Nan Lian Garden en Hong Kong

Hay muchos tipos de viajes, tantos como viajeros. Mas por muy diferentes que sean las travesías, los destinos y las motivaciones, todos, en algún punto del camino, buscamos lo mismo: tranquilidad. Unos necesitan más tiempo que otros, habrá quien la precise para la reflexión y quien simplemente la busque para descansar los pies. Incluso los viajeros más activos se ven en algún momento necesitados de unos instantes para respirar, parar, sentarse a reposar, consultar un mapa, pensar, decidir, leer… Y en ciudades como Hong Kong, donde da miedo cruzar un paso de cebra ante la marabunta de personas que viene hacia ti, es muy difícil encontrar la ansiada tranquilidad.

Difícil pero no imposible. En el interior del centro urbano, entre rascacielos, carreteras y centros comerciales es posible encontrar un lugar ideal para erigirse como descanso del viajero: Nan Lian Garden. Un parque donde esconderse de la vorágine de Hong Kong y sacudirse durante un rato la fiebre consumista que a más de uno ya habrá empezado a hacerle sudar. Y ni siquiera hace falta ni un dolar para perderse en este oasis de paz porque es un parque público y, por lo tanto, gratuito.

Nan Lian Garden es un ejemplo perfecto de que Hong Kong es, sin duda, una región de contrastes. Las torres de apartamentos minúsculos donde habitan miles de personas asoman sin permiso entre la vegetación y parecen actuar de escudo contra el ruido.  Increíblemente allí dentro, a ratos, es posible escuchar el silencio, roto a veces por el fluir del agua, el trino de un pájaro escondido o por la escoba de algún empleado afanándose en limpiar hasta la última mota de polvo.

Todo está pensado para regalarte instantes de tranquilidad. Cada árbol cuidadosamente podado, cada roca colocada a conciencia, cada sendero que serpentea por el suelo, cada salto de agua que te arrulla como una nana… No falta ningún detalle en un conjunto delicioso del que da pena marcharse, una puesta en escena creada siguiendo el estilo clásico de la dinastia china Tang. Y para que nada rompa la armonía del parque hay multitud de personas que se mimetizan con el paisaje para mantener su magia.

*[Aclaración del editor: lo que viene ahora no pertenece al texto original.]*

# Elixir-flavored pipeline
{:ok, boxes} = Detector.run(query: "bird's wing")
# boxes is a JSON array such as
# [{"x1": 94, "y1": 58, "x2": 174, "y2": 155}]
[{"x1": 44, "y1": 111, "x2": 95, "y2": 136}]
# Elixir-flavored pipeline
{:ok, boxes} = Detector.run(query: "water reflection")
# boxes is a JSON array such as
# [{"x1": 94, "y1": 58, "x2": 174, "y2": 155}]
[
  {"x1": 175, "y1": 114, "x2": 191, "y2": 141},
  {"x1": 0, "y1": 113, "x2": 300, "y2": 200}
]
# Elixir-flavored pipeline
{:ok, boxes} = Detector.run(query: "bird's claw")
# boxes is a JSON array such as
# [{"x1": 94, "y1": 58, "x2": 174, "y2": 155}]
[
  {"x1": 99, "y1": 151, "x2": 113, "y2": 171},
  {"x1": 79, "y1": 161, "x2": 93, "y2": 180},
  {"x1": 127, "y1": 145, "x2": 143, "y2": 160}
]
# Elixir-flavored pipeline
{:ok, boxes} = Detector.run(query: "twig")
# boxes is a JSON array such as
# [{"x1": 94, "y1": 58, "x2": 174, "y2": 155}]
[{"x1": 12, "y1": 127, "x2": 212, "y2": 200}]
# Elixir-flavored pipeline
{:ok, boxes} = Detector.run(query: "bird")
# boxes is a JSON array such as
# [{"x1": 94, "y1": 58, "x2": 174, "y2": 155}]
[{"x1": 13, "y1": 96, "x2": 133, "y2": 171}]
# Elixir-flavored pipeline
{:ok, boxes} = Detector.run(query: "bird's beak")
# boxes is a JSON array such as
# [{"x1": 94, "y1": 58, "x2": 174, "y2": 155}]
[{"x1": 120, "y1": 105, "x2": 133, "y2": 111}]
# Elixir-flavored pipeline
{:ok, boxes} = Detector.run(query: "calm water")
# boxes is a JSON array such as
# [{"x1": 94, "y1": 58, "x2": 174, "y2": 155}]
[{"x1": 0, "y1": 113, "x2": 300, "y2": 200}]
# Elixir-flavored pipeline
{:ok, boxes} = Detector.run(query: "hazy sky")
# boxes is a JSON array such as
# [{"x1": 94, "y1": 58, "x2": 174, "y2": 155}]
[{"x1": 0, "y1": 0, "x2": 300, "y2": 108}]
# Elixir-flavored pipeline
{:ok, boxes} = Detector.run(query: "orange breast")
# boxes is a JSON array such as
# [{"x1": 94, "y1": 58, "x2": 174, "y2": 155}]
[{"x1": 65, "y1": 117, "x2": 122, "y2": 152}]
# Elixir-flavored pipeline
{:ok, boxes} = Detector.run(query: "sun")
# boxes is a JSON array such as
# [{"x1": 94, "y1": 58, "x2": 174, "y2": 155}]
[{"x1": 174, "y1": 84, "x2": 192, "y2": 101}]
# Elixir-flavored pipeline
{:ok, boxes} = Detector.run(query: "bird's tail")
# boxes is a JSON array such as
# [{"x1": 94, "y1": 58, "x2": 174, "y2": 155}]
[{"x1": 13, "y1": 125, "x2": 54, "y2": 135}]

Además de serenar el espíritu, puedes también alimentar el cuerpo. Dentro del complejo, hay un restaurante vegetariano agazapado detrás de una cascada y un salón de té escondido al borde de un lago en una especie de templo. Nos hubiera encantado descubrir la tradición milenaria del té pero unos precios algo desorbitados para nuestro bolsillos mochileros nos dejaron con las ganas.

Pero también puedes seguir la pista de su ancestral cultura sin gastar nada. Camina relajadamente hacia el Chi Lin Nunnery conectado con el parque por un puente que, sin que te des ni cuenta, ni pierdas toda la tranquilidad ya ganada, cruza sobre una carretera atestada de tráfico. En este convento de monjas, el silencio se mezcla con el misticismo, se pasea entre nenúfares y flores de loto e irremediablemente te envuelve a los pocos segundos de entrar.

Y poco después ya te habrá seducido el olor de la madera, protagonista indiscutible por encima de estanques, plantas o incluso de los budas que reposan magnánimos entre ofrendas. El convento es como un inmenso puzzle de miles de piezas de madera encajadas entre sí de manera artesanal sin que ni un solo clavo las atraviese. La construcción, la limpieza de la madera destila elegancia, serenidad.

Desde luego, es un lugar perfecto para erigirse como descanso del viajero. Y si tanta tranquilidad empieza a desesperarte, no te preocupes solo tienes que cruzar la puerta de salida del parque  para zambullirte de nuevo en una de las señas de identidad de Hong Kong, sus centros comerciales. Imposible más contraste.